Große Teile der Bevölkerung nahmen im Übrigen das in der Nachkriegszeit mit der Forderung nach konsensualem Verhalten verbundene Angebot gerne an, sich auf den wirtschaftlichen Erfolg und die privaten Angelegenheiten zu konzentrieren. Strukturelle Basisentscheidungen, wie jene zum Auf- und Ausbau der Kernenergie, wurden so weitgehend ohne Bürgerbeteiligung getroffen. Die Bevölkerung außer Sichtweite der AKWs nutzte den dort erzeugten Strom und machte sich, wie der populäre Schriftsteller Katayama Kyōichi in einem aktuellen Kommentar für die Asahi Zeitung schreibt, wenig Gedanken um seine Herkunft. Das hat sich nun geändert. Katayama fordert von sich und seinen Landsleuten, sich ein eigenes Urteil zu bilden und Verantwortung für die kommenden Entscheidungen zu übernehmen: "Natürlich ist es wichtig, den Unfall zu untersuchen und zu klären, wo die Verantwortung liegt. Aber noch wichtiger ist es doch wohl, dass jeder Einzelne im Staatsvolk jetzt intensiv nachdenkt und seine Einstellung zur Kernenergie zum Ausdruck bringt." Am Ende solle eine auf allgemeinen Wahlen beruhende Entscheidung stehen, mit der das Volk bewusst in die Verantwortung für den gewählten Weg und seine Folgen einträte. Katayama fährt fort: "Selbst für den hypothetischen Fall, dass das Staatsvolk dabei pro Atomkraft entschiede, würde das bedeuten, dass es die Verantwortung für ihre Sicherheit in Zukunft selbst übernähme."

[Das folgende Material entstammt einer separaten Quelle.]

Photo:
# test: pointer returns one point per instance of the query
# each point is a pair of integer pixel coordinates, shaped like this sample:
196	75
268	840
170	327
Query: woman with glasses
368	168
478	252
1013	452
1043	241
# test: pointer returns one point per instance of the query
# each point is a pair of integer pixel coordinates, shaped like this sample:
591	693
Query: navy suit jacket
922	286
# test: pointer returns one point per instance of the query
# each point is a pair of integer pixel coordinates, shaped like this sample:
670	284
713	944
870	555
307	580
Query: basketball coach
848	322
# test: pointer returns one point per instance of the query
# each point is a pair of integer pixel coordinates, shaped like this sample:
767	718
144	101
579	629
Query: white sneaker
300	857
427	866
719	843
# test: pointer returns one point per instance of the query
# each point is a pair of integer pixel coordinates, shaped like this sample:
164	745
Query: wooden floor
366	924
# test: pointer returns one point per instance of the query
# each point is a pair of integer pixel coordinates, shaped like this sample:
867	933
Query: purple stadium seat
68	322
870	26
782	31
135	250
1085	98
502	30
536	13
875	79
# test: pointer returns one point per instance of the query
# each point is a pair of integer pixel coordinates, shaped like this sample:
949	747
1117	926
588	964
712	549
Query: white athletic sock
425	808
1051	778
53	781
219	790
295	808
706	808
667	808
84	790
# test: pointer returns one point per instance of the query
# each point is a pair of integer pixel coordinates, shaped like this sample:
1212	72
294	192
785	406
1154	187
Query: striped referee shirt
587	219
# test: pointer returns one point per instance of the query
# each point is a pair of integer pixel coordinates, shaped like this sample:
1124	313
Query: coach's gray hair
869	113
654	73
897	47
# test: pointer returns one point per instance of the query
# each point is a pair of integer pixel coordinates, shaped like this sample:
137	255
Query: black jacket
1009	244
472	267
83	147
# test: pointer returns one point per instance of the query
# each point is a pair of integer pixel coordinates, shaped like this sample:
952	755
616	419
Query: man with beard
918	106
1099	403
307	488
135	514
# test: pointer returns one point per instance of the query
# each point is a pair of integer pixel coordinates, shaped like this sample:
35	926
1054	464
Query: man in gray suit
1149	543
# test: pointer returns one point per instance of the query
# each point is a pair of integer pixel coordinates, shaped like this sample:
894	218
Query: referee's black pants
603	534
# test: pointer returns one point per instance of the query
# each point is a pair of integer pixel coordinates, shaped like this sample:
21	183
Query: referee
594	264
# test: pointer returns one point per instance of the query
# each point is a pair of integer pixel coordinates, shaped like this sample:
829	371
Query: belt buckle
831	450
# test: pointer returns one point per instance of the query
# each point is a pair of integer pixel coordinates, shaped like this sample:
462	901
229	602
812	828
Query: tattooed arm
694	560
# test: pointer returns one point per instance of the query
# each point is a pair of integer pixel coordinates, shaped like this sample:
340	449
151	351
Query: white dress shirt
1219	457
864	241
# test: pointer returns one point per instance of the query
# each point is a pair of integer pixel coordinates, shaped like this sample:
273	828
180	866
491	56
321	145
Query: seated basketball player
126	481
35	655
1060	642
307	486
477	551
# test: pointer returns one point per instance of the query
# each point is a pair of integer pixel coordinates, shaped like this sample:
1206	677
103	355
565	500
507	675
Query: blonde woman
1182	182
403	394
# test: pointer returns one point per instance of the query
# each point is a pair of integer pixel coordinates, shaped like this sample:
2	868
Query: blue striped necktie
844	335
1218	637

Die bequeme Haltung des braven Staatsvolks, die Regierung für einzelne Fehler zu schelten, sie zugleich aber auch schalten und walten zu lassen, weil "man" sich nicht politisch engagiert, scheint Risse zu bekommen. Es ist sicher noch zu früh, zu sagen, wo Japan nach den Ereignissen im März hinsteuern wird. Nimmt man aber die hier erwähnten Tendenzen und Äußerungen zusammen, könnte es sein, dass es am Beginn einer neuen Phase der Aufklärung steht. Reflexion des Verhältnisses zu Wissenschaft und Technik und selbstverantwortliche Beteiligung der Individuen am politischen Prozess wären zwei Hauptthemen dieser Phase, die sich gegenwärtig abzeichnen.
[1] Nach japanischer Gepflogenheit steht hier und im Folgenden der Familienname stets vor dem Rufnamen.